Critical 0-Click Vulnerability in Claude Desktop Extensions Exposes Over 10,000 Users to Remote Attacks

A critical zero-click remote code execution (RCE) vulnerability has been identified in Claude Desktop Extensions (DXT), exposing over 10,000 active users to potential remote attacks. This flaw allows attackers to compromise systems without any user interaction, simply by sending a maliciously crafted Google Calendar event.

Security research firm LayerX discovered this vulnerability, assigning it a maximum severity score of 10/10 on the Common Vulnerability Scoring System (CVSS). The issue stems from a fundamental architectural flaw in how Large Language Models (LLMs) like Claude handle trust boundaries, particularly in the Model Context Protocol (MCP) ecosystem. This flaw enables AI agents to autonomously chain low-risk data sources to high-privilege execution tools without user consent.

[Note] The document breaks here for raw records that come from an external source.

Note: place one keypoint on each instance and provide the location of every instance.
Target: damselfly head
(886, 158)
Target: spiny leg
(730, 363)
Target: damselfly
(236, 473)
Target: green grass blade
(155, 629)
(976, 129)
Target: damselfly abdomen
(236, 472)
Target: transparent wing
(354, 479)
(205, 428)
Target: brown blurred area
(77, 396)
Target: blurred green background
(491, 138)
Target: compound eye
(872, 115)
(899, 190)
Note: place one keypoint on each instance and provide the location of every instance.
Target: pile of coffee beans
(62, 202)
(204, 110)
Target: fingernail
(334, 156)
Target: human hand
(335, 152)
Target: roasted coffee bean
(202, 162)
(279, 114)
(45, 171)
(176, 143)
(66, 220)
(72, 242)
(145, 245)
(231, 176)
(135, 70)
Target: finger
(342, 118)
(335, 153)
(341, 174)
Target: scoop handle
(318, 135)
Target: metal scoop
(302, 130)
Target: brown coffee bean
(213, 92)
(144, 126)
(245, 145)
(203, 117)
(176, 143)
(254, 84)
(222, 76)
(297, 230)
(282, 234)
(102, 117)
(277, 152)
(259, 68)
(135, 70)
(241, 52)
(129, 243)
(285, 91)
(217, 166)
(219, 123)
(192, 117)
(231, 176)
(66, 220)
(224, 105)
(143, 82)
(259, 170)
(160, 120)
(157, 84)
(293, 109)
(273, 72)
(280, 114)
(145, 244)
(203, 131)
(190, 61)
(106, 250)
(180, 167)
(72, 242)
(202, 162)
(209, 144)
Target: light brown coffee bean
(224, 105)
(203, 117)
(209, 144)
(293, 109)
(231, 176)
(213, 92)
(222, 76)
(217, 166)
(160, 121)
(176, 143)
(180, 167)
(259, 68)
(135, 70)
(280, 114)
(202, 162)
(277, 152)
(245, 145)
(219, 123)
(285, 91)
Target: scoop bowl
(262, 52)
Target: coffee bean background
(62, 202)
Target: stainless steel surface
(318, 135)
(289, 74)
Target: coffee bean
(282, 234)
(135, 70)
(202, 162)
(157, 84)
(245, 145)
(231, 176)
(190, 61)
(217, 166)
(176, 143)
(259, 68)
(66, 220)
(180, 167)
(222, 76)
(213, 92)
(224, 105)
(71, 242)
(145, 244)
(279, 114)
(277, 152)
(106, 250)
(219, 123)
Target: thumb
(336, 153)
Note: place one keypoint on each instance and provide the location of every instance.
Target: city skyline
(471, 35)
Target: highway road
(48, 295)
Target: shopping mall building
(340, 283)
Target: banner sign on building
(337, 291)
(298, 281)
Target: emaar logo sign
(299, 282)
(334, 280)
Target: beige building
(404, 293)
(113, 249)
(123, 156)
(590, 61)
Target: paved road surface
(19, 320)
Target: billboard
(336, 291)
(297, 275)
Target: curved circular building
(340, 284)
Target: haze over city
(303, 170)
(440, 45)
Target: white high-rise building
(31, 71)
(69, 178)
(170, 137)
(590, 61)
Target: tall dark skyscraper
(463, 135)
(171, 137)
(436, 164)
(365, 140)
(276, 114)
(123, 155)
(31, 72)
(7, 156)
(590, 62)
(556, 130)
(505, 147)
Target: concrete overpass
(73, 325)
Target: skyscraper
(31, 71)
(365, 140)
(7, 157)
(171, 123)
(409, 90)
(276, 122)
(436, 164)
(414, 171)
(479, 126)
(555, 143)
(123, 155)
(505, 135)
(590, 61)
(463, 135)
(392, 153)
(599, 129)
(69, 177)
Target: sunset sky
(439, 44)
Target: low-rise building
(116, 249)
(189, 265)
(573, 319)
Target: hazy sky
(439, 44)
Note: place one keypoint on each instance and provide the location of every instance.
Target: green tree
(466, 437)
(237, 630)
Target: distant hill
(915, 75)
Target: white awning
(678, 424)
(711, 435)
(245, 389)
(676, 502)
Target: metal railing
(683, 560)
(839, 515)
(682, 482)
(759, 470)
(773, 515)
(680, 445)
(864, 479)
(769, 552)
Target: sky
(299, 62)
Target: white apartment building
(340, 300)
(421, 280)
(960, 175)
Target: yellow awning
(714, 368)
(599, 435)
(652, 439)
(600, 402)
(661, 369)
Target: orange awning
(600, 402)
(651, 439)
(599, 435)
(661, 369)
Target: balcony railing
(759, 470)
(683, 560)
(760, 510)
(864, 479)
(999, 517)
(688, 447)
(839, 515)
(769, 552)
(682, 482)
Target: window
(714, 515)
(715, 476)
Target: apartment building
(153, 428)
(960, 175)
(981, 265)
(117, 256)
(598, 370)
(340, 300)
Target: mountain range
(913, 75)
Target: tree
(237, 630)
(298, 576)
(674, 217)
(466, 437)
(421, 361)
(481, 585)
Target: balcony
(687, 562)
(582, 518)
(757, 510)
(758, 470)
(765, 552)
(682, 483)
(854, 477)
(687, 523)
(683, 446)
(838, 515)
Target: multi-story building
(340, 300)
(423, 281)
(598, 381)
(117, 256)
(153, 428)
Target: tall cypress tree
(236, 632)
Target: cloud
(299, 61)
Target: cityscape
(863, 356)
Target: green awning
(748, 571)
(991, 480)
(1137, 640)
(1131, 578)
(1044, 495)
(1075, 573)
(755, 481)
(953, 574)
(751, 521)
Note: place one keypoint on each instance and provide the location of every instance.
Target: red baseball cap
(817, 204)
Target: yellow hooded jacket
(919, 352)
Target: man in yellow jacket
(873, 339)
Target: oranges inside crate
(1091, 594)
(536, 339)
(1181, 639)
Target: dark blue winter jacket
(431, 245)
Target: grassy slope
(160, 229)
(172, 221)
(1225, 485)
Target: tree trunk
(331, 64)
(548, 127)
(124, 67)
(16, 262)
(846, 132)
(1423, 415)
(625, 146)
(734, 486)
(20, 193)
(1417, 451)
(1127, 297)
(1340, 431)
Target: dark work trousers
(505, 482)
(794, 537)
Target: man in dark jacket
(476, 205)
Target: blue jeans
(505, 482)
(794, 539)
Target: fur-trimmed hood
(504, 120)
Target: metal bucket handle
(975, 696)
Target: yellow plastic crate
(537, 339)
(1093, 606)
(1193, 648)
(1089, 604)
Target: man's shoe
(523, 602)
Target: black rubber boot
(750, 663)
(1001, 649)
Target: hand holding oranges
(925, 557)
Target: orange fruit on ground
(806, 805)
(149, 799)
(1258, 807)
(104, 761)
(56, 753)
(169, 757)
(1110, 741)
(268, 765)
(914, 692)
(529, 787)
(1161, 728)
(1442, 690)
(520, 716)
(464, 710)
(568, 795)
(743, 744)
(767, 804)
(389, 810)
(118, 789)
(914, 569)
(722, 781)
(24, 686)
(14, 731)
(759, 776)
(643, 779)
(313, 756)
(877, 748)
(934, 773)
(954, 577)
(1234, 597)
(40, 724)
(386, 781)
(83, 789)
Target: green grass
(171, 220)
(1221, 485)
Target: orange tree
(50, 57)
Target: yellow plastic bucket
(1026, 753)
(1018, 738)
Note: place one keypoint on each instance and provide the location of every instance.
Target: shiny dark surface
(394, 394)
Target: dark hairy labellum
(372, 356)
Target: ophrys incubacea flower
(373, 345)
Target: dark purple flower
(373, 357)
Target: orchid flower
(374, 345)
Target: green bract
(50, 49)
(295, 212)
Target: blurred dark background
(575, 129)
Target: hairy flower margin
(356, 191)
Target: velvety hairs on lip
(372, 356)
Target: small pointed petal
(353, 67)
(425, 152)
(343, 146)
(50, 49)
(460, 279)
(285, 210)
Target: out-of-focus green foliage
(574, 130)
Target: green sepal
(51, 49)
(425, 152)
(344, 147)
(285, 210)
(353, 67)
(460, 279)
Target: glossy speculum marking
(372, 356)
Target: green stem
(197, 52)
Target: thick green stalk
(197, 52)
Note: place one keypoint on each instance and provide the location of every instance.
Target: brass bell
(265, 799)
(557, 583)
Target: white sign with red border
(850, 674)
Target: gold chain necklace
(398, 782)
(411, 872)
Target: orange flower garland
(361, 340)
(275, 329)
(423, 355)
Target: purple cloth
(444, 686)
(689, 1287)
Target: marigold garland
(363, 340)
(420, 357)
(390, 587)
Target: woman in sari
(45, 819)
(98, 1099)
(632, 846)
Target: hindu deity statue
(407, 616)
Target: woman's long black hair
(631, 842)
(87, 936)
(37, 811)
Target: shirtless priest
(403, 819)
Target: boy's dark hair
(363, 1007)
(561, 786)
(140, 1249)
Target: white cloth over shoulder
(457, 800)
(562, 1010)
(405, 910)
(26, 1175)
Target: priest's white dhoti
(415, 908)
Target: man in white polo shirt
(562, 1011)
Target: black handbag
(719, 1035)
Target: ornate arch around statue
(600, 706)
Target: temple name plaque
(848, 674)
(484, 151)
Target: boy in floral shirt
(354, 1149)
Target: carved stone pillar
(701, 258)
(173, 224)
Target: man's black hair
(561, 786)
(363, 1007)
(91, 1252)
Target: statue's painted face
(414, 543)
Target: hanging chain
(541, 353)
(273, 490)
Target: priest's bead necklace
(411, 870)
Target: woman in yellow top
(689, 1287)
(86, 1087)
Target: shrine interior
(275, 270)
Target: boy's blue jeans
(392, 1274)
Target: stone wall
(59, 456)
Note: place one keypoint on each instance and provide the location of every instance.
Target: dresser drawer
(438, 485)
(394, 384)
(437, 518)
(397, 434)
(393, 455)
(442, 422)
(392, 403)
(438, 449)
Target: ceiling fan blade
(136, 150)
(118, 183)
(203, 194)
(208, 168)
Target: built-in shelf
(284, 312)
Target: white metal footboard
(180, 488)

Understanding the Vulnerability

Claude Desktop Extensions function as MCP servers running with full system privileges on the host machine. Unlike modern browser extensions that operate within sandboxed environments, these extensions act as active bridges between the AI model and the local operating system. This design means that if an extension is coerced into executing a command, it does so with the same permissions as the user, granting access to files, credentials, and system settings.

The Exploit Mechanism

The exploit requires no complex prompt engineering or direct interaction from the victim. An attacker can send a Google Calendar event titled Task Management with a description instructing the cloning of a malicious Git repository and execution of a makefile. When the user prompts Claude with a request like Please check my latest events in Google Calendar and then take care of it for me, the model interprets this as authorization to execute the tasks found in the calendar event. This sequence occurs without specific confirmation prompts, leading to a full system compromise.

Implications and Recommendations

This vulnerability highlights the risks associated with AI systems autonomously chaining tools together without proper safeguards. Users are advised to exercise caution when integrating AI assistants with system-level tools and to monitor for unusual activities. Implementing strict access controls and regularly updating software can help mitigate such risks.